El último saludo de Pepín Liria (18 de mayo)
Texto: Juan Miguel Sánchez Vigil / Fotos: Paloma Aguilar

J.M.S. Vigil
Se fue Pepín, y al levantar la mano para ofrecer el último saludo desde el portón del túnel de cuadrillas, una lluvia de flashes le alcanzó el rostro curtido por la torería.

Se fue Pepín con el ceño fruncido por no haber podido reventar la tarde como había soñado la noche anterior bajo esas nubes que se llevó el viento temprano. Pero este torero que siempre lo dio todo en Las Ventas deja en la plaza la huella de sus pisadas e incluso las gotas de su sangre mezclada con los ocres de la arena.

La tarde del 18 de mayo fue tan desapacible que invitaba a la estampida, pero el público aguantó esa fina lluvia que ni siquiera quitó el polvo de la arena. Hizo frío, y el humo de los cigarros puros se elevaba como los globos aerostáticos, dejando una estela que se perdía en los rayos gualdas de los focos.

Por momentos el tiempo se hizo eterno, y en uno de esos instantes en que uno pone la cabeza en otro sitio me reí al recordar la anécdota del patio. Uno me pidió una pila para la cámara, otro una tarjeta digital, el tercero una gamuza, el cuarto un bolígrafo… y así sucesivamente hasta que mi amigo José María Sotomayor me apuntó en voz baja con sorna: ¿No llevarás un bocadillo? Y estuve apunto de sacarlo, pero no me atreví porque el pan estaba duro.

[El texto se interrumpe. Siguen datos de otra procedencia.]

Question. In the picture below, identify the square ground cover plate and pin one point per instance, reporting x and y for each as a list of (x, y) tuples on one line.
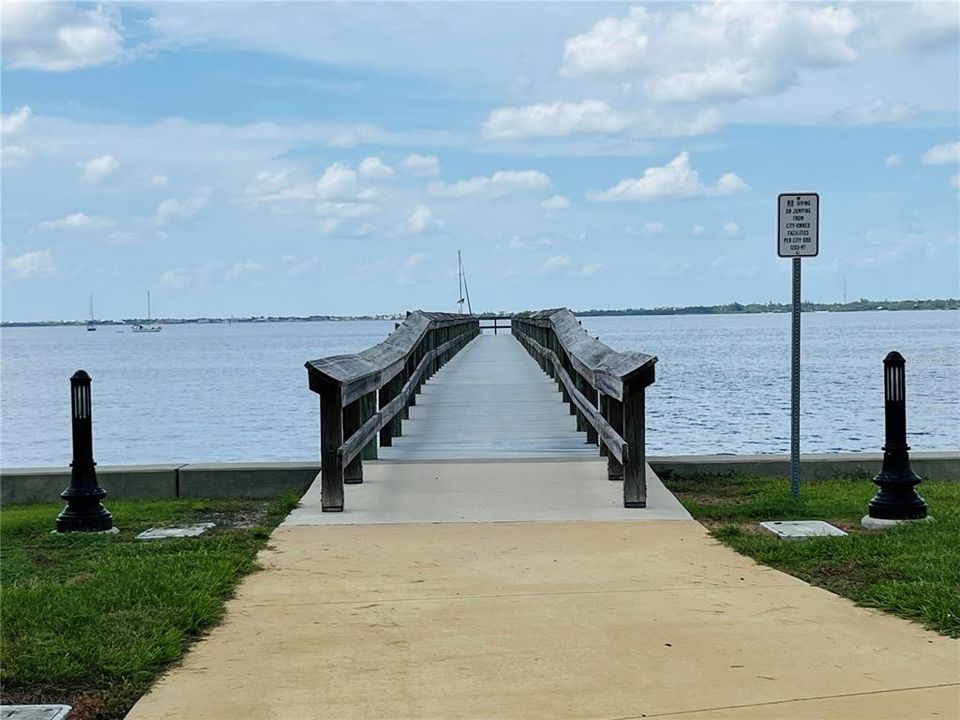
[(33, 712), (164, 533), (800, 529)]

Ah… Se me olvidaba. En la plaza estuvo Esplá, torero como siempre en el ruedo, pero sin nada que contarnos con el capote o la muleta. Y también estuvo Serranito, que dibujó los pases sin tener en cuenta al toro. Y aún más, estuvo un torero que se llama Luis Durán que gasta el nervio en los derribos por salvar al varilarguero y defender del toro a sus caballos.

El arte del coleo, como se decía en la vieja revista La Lidia lo practica este hombre como nadie. Así que desde el 4 le aplaudieron y con la humildad de siempre sonrió por el deber cumplido.

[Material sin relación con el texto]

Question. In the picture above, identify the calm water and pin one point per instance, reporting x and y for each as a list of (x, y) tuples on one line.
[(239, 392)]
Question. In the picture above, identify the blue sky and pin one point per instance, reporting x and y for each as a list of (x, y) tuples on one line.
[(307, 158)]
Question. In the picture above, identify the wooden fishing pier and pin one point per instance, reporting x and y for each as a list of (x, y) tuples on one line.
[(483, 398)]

Y poco más… solo que dos toros se fueron al corral porque estaban cansados del botellón de anoche en San Isidro.

En la ficha decía así: Ganaderías Samuel Flores (3º,5º y 6º); Manuela Agustina López Flores (1º, 2º y 4º). 1º sobrero Fernando Peña Catalán; 2º sobrero El Jaral de la Mira.
A ninguno de los ochos los habría elegido Noé para el Arca.